Design Patterns: State

8 min
Software DesignDesign PatternsOOP

State encapsulates each of an object's states as a separate class. When the state changes, the object delegates to the new state object, swapping behavior automatically — no if-else chains needed.


Intent

Consider an Order object that can be pending, processing, shipped, delivered, or cancelled. The behavior of cancel() is completely different in each state.

Without State:

TypeScript
cancel() {
  if (this.status === 'pending') { /* refund immediately */ }
  else if (this.status === 'processing') { /* trigger refund workflow */ }
  else if (this.status === 'shipped') { throw new Error('Cannot cancel'); }
  else throw new Error('Cannot cancel');
}

More states = more branches = harder to maintain.
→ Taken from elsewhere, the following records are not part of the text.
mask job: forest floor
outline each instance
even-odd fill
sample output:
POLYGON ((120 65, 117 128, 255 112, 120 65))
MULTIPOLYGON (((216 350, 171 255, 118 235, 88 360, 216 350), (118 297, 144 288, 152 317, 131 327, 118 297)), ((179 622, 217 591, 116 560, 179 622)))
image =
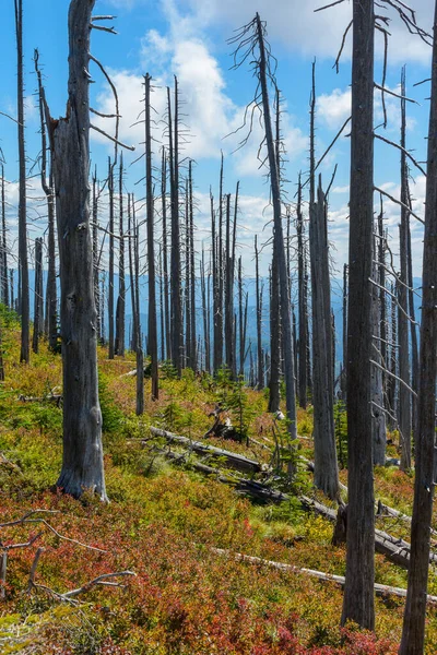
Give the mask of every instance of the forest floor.
MULTIPOLYGON (((9 314, 3 313, 2 322, 1 524, 34 512, 25 522, 0 526, 0 557, 11 545, 32 541, 8 550, 4 598, 0 590, 2 654, 397 653, 402 598, 377 598, 377 636, 353 626, 340 629, 342 591, 335 583, 236 557, 243 553, 344 575, 345 548, 331 545, 332 524, 305 512, 297 498, 305 493, 330 504, 315 492, 305 464, 292 488, 286 488, 281 471, 271 475, 270 484, 286 490, 286 501, 256 503, 217 476, 197 473, 200 460, 193 453, 185 451, 184 457, 172 462, 165 440, 151 438, 150 427, 155 426, 201 439, 212 426, 209 414, 222 402, 232 407, 234 425, 243 418, 249 445, 216 438, 205 442, 268 468, 283 429, 267 413, 264 392, 241 389, 226 377, 214 382, 185 371, 178 380, 169 369, 162 370, 160 400, 150 400, 146 380, 145 414, 139 418, 135 378, 121 377, 134 368, 134 357, 128 354, 109 361, 102 348, 101 403, 110 503, 102 504, 86 493, 75 501, 52 491, 61 465, 62 409, 51 401, 19 400, 43 398, 54 390, 61 393, 61 358, 43 343, 31 365, 20 365, 19 326, 9 314), (38 548, 44 550, 29 583, 38 548), (76 596, 61 597, 98 575, 126 571, 134 575, 105 580, 122 586, 94 585, 76 596)), ((338 434, 344 457, 342 418, 338 417, 338 434)), ((311 458, 310 408, 299 410, 298 433, 293 456, 311 458)), ((174 445, 172 451, 182 454, 174 445)), ((395 455, 394 446, 391 454, 395 455)), ((224 469, 221 457, 206 464, 224 469)), ((263 479, 267 475, 261 474, 263 479)), ((341 479, 346 484, 344 469, 341 479)), ((375 485, 377 499, 411 514, 410 475, 395 467, 377 468, 375 485)), ((409 539, 409 525, 400 520, 379 517, 378 526, 409 539)), ((406 572, 377 555, 376 582, 405 587, 406 572)), ((433 569, 429 594, 437 594, 433 569)), ((426 654, 436 652, 437 610, 430 606, 426 654)))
State replaces these with polymorphism.


Structure

  • Context: holds a reference to the current state (Order)
  • State: interface defining state behavior
  • ConcreteState: each specific state's implementation

Practical Example: Order State Machine

TypeScript
interface OrderState {
  name: string;
  confirm(order: Order): void;
  ship(order: Order): void;
  deliver(order: Order): void;
  cancel(order: Order): void;
}

class Order {
  state: OrderState = new PendingState();
  id: string;

  constructor(id: string) { this.id = id; }

  setState(state: OrderState): void { this.state = state; }

  confirm(): void { this.state.confirm(this); }
  ship(): void { this.state.ship(this); }
  deliver(): void { this.state.deliver(this); }
  cancel(): void { this.state.cancel(this); }
}

class PendingState implements OrderState {
  name = 'Pending';
  confirm(order: Order): void {
    console.log('Order confirmed, processing starts');
    order.setState(new ProcessingState());
  }
  ship(order: Order): void { throw new Error('Not confirmed yet'); }
  deliver(order: Order): void { throw new Error('Not shipped yet'); }
  cancel(order: Order): void {
    console.log('Order cancelled');
    order.setState(new CancelledState());
  }
}

class ProcessingState implements OrderState {
  name = 'Processing';
  confirm(order: Order): void { console.log('Already confirmed'); }
  ship(order: Order): void {
    console.log('Order shipped');
    order.setState(new ShippedState());
  }
  deliver(order: Order): void { throw new Error('Not shipped yet'); }
  cancel(order: Order): void {
    console.log('Processing order cancelled, initiating refund');
    order.setState(new CancelledState());
  }
}

class ShippedState implements OrderState {
  name = 'Shipped';
  confirm(order: Order): void { console.log('Already shipped'); }
  ship(order: Order): void { console.log('Already shipped'); }
  deliver(order: Order): void {
    console.log('Order delivered');
    order.setState(new DeliveredState());
  }
  cancel(order: Order): void { throw new Error('Cannot cancel a shipped order'); }
}

class DeliveredState implements OrderState {
  name = 'Delivered';
  confirm(): void { console.log('Already delivered'); }
  ship(): void { throw new Error('Already delivered'); }
  deliver(): void { console.log('Already delivered'); }
  cancel(): void { throw new Error('Cannot cancel a delivered order'); }
}

class CancelledState implements OrderState {
  name = 'Cancelled';
  confirm(): void { throw new Error('Order is cancelled'); }
  ship(): void { throw new Error('Order is cancelled'); }
  deliver(): void { throw new Error('Order is cancelled'); }
  cancel(): void { console.log('Already cancelled'); }
}

const order = new Order('ORD-001');
order.confirm();
order.ship();
order.deliver();

When to Use

Good fits

  • Object behavior changes drastically depending on its state
  • A growing collection of if-else branches checking this.status is becoming a maintenance burden
  • State transitions need to be clearly defined and enforced

Summary

State's core idea: replace if-else with polymorphism.

Each state is a class that owns its behavior and its transition logic. Adding a new state or changing a transition means touching only the relevant state class.